By Darrell Smith
Merced Sun-Star (Merced, Calif.)
SACRAMENTO, Calif. — Twenty-one California prisons — including two facilities near Folsom — are immediately suspending inmate visitations following spikes in drug overdoses and violent attacks on prisoners and officers, California Department of Corrections and Rehabilitation officials announced Thursday.
All men’s Level III and Level IV correctional facilities are on the CDCR’s “modified program” halting the visits, including six facilities within an hour’s drive of the state capital: Folsom State Prison; California State Prison, Sacramento (New Folsom); California Medical Facility in Vacaville; California State Prison; Solano in Vacaville; Mule Creek State Prison in Ione; and California Health Care Facility in Stockton.
State corrections officials in a statement said Thursday’s action is owed to a “recent and concerning rise in violent incidents directed towards both staff and incarcerated individuals.” The officials added that the decision follows an “increase in overdose cases and findings of contraband.”
Several inmates have died or been killed in California prisons in recent weeks, according to CDCR and previous Bee reporting.

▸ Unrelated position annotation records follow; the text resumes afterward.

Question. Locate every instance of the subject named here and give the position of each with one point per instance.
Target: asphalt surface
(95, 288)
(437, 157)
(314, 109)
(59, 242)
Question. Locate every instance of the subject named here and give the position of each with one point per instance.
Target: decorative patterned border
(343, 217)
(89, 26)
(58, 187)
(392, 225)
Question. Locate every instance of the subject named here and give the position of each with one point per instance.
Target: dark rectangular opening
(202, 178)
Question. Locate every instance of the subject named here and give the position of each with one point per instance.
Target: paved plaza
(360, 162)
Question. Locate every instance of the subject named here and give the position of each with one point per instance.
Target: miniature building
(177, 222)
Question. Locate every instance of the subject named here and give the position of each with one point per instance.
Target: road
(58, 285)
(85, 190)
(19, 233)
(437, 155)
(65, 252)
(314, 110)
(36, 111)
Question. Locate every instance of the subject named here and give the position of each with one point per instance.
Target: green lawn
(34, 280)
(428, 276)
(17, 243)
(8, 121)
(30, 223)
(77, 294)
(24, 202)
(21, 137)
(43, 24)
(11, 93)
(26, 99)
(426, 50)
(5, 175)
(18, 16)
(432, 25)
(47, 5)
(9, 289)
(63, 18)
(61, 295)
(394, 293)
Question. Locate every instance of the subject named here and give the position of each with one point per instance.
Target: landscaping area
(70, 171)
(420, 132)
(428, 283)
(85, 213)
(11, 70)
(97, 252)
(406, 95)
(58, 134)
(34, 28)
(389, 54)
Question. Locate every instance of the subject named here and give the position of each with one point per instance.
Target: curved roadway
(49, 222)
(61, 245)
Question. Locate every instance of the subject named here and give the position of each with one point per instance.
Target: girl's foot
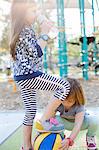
(91, 145)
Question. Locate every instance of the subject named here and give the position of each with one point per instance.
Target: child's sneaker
(51, 125)
(91, 145)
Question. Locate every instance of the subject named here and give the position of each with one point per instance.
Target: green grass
(15, 141)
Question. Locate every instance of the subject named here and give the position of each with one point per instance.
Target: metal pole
(45, 49)
(94, 30)
(84, 43)
(45, 60)
(62, 45)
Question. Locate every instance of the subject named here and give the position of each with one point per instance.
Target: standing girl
(27, 67)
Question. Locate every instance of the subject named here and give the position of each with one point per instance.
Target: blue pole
(84, 43)
(62, 46)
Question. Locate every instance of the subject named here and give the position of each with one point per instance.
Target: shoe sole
(44, 131)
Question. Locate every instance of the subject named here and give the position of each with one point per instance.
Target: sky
(72, 19)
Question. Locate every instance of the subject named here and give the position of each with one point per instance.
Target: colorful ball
(48, 141)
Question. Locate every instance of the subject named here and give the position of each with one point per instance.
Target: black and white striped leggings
(43, 82)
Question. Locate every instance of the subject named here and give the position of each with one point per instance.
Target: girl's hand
(65, 145)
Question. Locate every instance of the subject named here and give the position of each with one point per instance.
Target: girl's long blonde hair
(18, 19)
(76, 92)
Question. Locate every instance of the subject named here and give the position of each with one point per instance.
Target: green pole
(84, 43)
(62, 46)
(94, 43)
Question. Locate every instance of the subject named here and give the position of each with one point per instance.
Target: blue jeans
(90, 122)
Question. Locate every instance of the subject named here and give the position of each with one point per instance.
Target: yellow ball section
(48, 141)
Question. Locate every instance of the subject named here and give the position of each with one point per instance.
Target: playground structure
(62, 44)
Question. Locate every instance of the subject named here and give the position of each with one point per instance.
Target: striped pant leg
(48, 83)
(29, 100)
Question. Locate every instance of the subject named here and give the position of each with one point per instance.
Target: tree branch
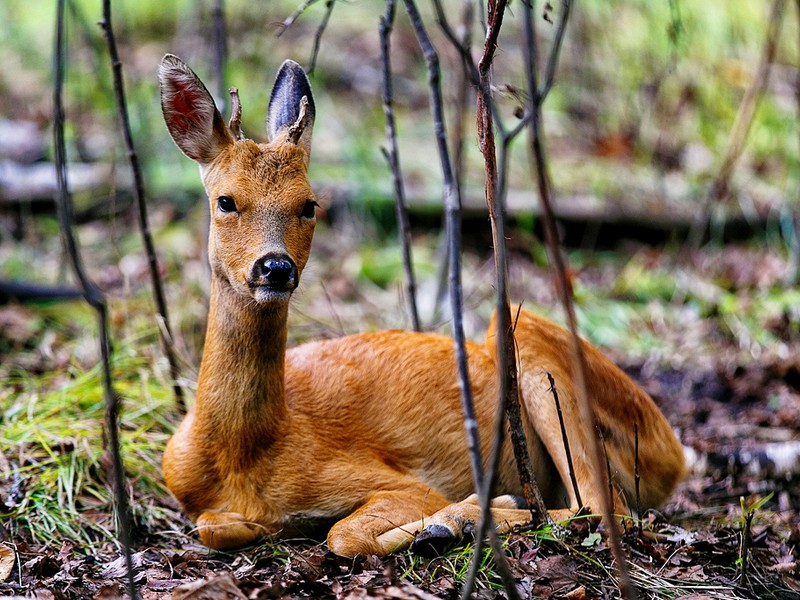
(393, 158)
(95, 298)
(139, 195)
(564, 287)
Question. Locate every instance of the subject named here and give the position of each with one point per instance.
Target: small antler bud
(296, 130)
(236, 115)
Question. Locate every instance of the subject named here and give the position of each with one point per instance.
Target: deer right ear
(192, 118)
(291, 107)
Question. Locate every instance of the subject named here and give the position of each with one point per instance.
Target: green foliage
(53, 424)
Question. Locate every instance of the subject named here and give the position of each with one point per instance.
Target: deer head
(262, 207)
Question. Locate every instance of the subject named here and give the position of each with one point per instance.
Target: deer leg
(229, 530)
(377, 527)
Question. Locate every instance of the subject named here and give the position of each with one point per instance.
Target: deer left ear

CDCR officials are investigating the death of an inmate Tuesday at High Desert State Prison in Susanville, Lassen County. Officials said Joseph W. Reagan was fatally attacked in a prison day room. Inmate Bryan S. Cook, 49, is suspected of the killing. Responding officers found an “inmate-manufactured weapon” at the scene, the CDCR said.
An inmate at Kern Valley State Prison in Delano was killed during a June 6 attack that triggered a brawl with more than 30 other inmates who reportedly tried to stop the assailant, said CDCR officials. Kern Valley corrections officers resorted to blast grenades to quash the melee before finding Julian Mendez, 46, dead. Inmate Mario Renteria, 36, is suspected in Mendez’s death, said CDCR officials.
Three days later, on Monday, a correctional officer at California State Prison, Los Angeles County, in Lancaster, was attacked by an inmate in what officials are calling an attempted homicide. The officer received multiple puncture wounds to the back of his head and an improvised weapon found at the scene, said CDCR officials.
Inmate Cosmin Badiu, 28, faces an allegation of attempted homicide in the attack.
Officials at CDCR also continue to investigate the strangulation deaths of two women killed months apart while visiting their incarcerated partners at Mule Creek State Prison in Ione and are considering policy changes regarding the visits. Stephanie Diane Dowells was 62 when her body was found during a visit to the prison last November.
Husband David Brinson, 54, is serving a life sentence for the 1990 shooting deaths of a bar owner and three others in Los Angeles County, according to news reports.
Tania Thomas, 47, was strangled to death in July 2024 during a multi-day conjugal visit with husband Anthony Desean Curry. In April, Curry, 48, pleaded not guilty in Amador Superior Court to murdering Thomas and his case continues to move through the courts
Authorities said Thomas and Brinson’s deaths came during conjugal visits with their husbands at the Amador County -based prison. Dubbed “family visits” by the California Department of Corrections and Rehabilitation , the stays are private and held in apartment-like facilities on prison grounds and are 30 to 40 hours in duration, said CDCR officials.
State corrections officials said the halt to visits continues while a “thorough investigation” into recent incidents is underway. Visits will resume once the investigation ends. No timetable was given.
Access to phones are also suspended, though inmates will continue to have access to medical care and legal appointments, officials said.